Comment peut-on imaginer le rien ?

« Comment peut-on imaginer le rien ? Il n’est ni noir ni blanc… »
(Marius, 12 ans)

Quelle belle question métaphysique, Marius !

En effet, pour être coloré, le rien devrait être une chose. Or, « rien », c’est le contraire de « tout » et même de « quelque chose », aussi petit soit-il… C’est l’absence de toute chose et de toute caractéristique : le rien n’a ni couleur, ni taille, ni texture, ni âge, etc. Le rien, c’est de l’absolument indéterminé, le flou artistique le plus radical : on ne peut rien dire du rien si ce n’est… qu’il n’y a rien.
Mais si l’on ne peut percevoir quoi que ce soit qui soit rien, on peut bien sentir sa présence… Par exemple, lorsque tu t’ennuies, tu peux faire l’expérience désagréable du rien. Comme si n’avoir rien à faire déclenchait en nous la peur du rien. As-tu vu comme les adultes remplissent leurs journées, même lorsqu’ils n’y sont pas contraints ? Si l’ennui t’agace, tu le coloreras peut-être de teintes sombres et tu lui projetteras sans doute quelques notes de musique dans une tonalité mineure…
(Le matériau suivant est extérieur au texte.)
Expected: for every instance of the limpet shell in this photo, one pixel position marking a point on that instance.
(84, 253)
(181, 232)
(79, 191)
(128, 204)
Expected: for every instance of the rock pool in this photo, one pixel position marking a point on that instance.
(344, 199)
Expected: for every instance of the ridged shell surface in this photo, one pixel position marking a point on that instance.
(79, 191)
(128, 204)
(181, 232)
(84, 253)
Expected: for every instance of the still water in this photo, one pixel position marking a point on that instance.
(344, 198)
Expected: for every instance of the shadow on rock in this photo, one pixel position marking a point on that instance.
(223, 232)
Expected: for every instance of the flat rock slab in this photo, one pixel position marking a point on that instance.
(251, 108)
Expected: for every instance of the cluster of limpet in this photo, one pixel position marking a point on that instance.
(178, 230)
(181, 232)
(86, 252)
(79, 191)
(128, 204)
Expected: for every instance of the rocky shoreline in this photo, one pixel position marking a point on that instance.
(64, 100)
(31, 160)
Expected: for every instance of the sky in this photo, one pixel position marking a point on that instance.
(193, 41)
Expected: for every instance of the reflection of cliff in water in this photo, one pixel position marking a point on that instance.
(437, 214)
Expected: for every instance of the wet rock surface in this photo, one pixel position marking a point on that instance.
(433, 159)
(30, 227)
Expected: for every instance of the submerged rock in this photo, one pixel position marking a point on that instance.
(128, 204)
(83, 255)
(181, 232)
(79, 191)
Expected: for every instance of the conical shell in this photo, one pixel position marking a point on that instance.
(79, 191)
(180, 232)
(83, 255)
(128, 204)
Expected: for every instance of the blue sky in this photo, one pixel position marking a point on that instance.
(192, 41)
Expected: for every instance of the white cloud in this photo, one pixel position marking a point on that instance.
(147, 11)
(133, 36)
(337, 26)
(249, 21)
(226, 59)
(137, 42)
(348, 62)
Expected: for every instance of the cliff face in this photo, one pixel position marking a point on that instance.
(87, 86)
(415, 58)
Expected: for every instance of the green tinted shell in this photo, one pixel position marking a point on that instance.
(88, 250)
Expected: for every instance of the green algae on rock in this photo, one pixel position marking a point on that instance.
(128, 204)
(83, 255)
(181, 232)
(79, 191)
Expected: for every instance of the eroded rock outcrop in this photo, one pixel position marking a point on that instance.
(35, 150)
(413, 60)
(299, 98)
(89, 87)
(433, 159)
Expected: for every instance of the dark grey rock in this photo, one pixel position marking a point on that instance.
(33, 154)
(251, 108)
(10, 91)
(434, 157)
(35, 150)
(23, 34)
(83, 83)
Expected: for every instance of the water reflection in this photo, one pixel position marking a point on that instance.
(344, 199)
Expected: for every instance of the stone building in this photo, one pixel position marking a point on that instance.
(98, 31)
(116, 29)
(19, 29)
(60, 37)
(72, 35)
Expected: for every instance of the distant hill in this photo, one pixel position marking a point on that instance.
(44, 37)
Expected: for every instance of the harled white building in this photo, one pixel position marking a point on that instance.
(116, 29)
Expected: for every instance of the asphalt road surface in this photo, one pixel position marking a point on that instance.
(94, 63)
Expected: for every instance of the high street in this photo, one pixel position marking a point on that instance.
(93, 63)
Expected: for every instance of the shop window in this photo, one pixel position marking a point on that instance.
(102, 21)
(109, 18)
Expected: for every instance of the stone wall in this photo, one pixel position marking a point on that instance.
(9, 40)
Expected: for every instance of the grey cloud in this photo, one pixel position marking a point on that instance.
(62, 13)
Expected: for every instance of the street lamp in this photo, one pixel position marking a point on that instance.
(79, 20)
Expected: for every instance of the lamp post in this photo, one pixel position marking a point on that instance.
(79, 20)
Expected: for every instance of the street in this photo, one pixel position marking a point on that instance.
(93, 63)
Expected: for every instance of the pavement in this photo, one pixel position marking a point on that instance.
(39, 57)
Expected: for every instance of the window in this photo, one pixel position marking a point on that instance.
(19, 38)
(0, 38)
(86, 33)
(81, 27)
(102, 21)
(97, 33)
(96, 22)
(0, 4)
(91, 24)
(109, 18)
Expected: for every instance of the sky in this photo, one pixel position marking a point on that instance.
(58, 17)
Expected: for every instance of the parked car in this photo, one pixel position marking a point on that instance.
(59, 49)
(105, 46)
Tu peux aussi sentir la présence du rien dans une pièce vide, dans un silence, dans un désert, sur une page… blanche. Au lieu de le redouter, n’aurait-on pas plutôt besoin de ce rien. Si tout était rempli de choses, que pourrions-nous encore imaginer ? inventer ? et même voir et entendre ? Des notes sans silence deviendraient inaudibles. Il semble même que ce rien demande un effort, une résistance contre le remplissement continu de nos espaces, de nos emplois du temps et de nos têtes! Par exemple, lorsqu’on médite, on cherche ce rien, au milieu de toutes les images et idées qui se bousculent dans nos esprits. Le paradoxe, c’est que tant qu’on cherche à ne penser à rien… on pense au moins à quelque chose de précis : ne penser à rien et on tourne en rond ! On ne sent le rien que lorsqu’on a fini de le chercher, de lui faire une place.

Faire une place au rien, ce n’est pas facile et ça semble indispensable. Cela demande donc de l’attention et de l’imagination. C’est parce qu’il n’est pas quelque chose qu’on peut imaginer le rien et créer des moyens de le représenter.


Sous une forme radicale, le peintre russe Kasimir Malévitch a peint ce « Carré blanc sur fond blanc », dans l’intention précise de rendre perceptible ce rien, c’est-à-dire l’absence d’objet :


« Ce carré que j’avais représenté n’était pas un carré vide, mais la sensibilité de l’absence de l’objet. » K. Malévitch

Carré blanc sur fond blanc, Kasimir Malevitch (1918)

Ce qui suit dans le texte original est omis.